Brod moved that the name of Shimanski be added as an author on H. F. No. 3302. The motion prevailed.

 

Lesch moved that the name of Morrow be added as an author on H. F. No. 3344. The motion prevailed.

 

Magnus moved that the name of Shimanski be added as an author on H. F. No. 3348. The motion prevailed.

 

Eastlund moved that the name of Shimanski be added as an author on H. F. No. 3374. The motion prevailed.

 

Falk moved that the name of Shimanski be added as an author on H. F. No. 3378. The motion prevailed.

 

Bunn moved that the name of Sterner be added as an author on H. F. No. 3392. The motion prevailed.

 

Hornstein moved that the name of Lesch be added as an author on H. F. No. 3461. The motion prevailed.

 

Urdahl moved that the name of Seifert be added as an author on H. F. No. 3474. The motion prevailed.

 

Dittrich moved that the name of Morrow be added as an author on H. F. No. 3475. The motion prevailed.

 

Seifert moved that the names of Shimanski; Dettmer; Drazkowski; Anderson, B.; Eastlund and Severson be added as authors on H. F. No. 3582. The motion prevailed.

 

Davnie moved that the name of Hayden be added as an author on H. F. No. 3585. The motion prevailed.

 

Emmer moved that the name of Drazkowski be added as an author on H. F. No. 3621. The motion prevailed.

 

Severson moved that the name of Dettmer be added as an author on H. F. No. 3653. The motion prevailed.

 

Severson moved that the name of Dettmer be added as an author on H. F. No. 3655. The motion prevailed.


Journal of the House - 75th Day - Wednesday, March 17, 2010 - Top of Page 9016

Haws moved that the names of Gottwalt and Severson be added as authors on H. F. No. 3658. The motion prevailed.

 

Gottwalt moved that the name of Kiffmeyer be added as an author on H. F. No. 3659. The motion prevailed.

 

Nornes moved that the name of Peterson be added as an author on H. F. No. 3670. The motion prevailed.

 

Mullery moved that H. F. No. 2600, now on the General Register, be re-referred to the Committee on Finance.

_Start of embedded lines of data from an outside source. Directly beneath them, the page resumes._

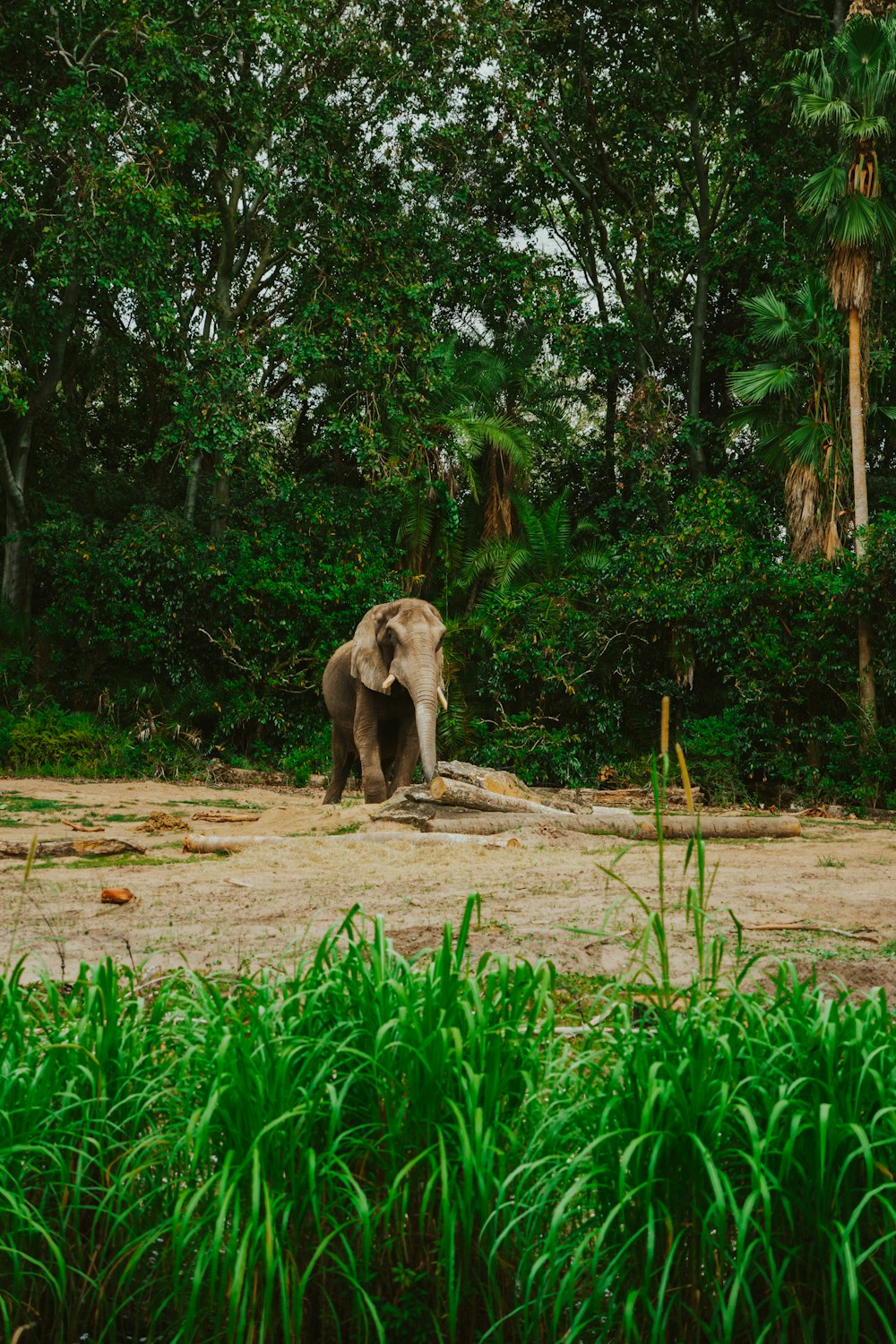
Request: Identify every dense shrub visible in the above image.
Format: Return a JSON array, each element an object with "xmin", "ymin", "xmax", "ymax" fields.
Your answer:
[
  {"xmin": 23, "ymin": 483, "xmax": 401, "ymax": 766},
  {"xmin": 10, "ymin": 480, "xmax": 896, "ymax": 806}
]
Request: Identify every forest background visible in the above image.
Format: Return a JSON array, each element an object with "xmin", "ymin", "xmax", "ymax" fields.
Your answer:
[{"xmin": 0, "ymin": 0, "xmax": 896, "ymax": 806}]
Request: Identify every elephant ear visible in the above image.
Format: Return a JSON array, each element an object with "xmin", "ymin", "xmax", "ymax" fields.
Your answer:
[{"xmin": 352, "ymin": 602, "xmax": 391, "ymax": 695}]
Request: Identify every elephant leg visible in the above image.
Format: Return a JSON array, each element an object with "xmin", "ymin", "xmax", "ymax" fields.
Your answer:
[
  {"xmin": 355, "ymin": 688, "xmax": 387, "ymax": 803},
  {"xmin": 388, "ymin": 719, "xmax": 420, "ymax": 798},
  {"xmin": 323, "ymin": 725, "xmax": 355, "ymax": 803}
]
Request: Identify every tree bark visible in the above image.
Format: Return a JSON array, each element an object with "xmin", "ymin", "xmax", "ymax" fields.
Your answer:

The motion prevailed.

 

Thissen moved that H. F. No. 2938, now on the General Register, be re-referred to the Committee on Finance. The motion prevailed.

 

Abeler moved that H. F. No. 3396 be recalled from the Committee on Health Care and Human Services Policy and Oversight and be re-referred to the Committee on Commerce and Labor. The motion prevailed.

 

Swails moved that H. F. No. 3506 be recalled from the Committee on Civil Justice and be re-referred to the Committee on Finance. The motion prevailed.

 

 

Urdahl, Pelowski, Kelly and Koenen introduced:

 

House Concurrent Resolution No. 4, A House concurrent resolution expressing regret for conflicts between Native Americans and European settlers.

 

The house concurrent resolution was referred to the Committee on State and Local Government Operations Reform, Technology and Elections.

 

 

ADJOURNMENT

 

Sertich moved that when the House adjourns today it adjourn until 10:30 a.m., Thursday, March 18, 2010. The motion prevailed.

 

Sertich moved that the House adjourn. The motion prevailed, and the Speaker declared the House stands adjourned until 10:30 a.m., Thursday, March 18, 2010.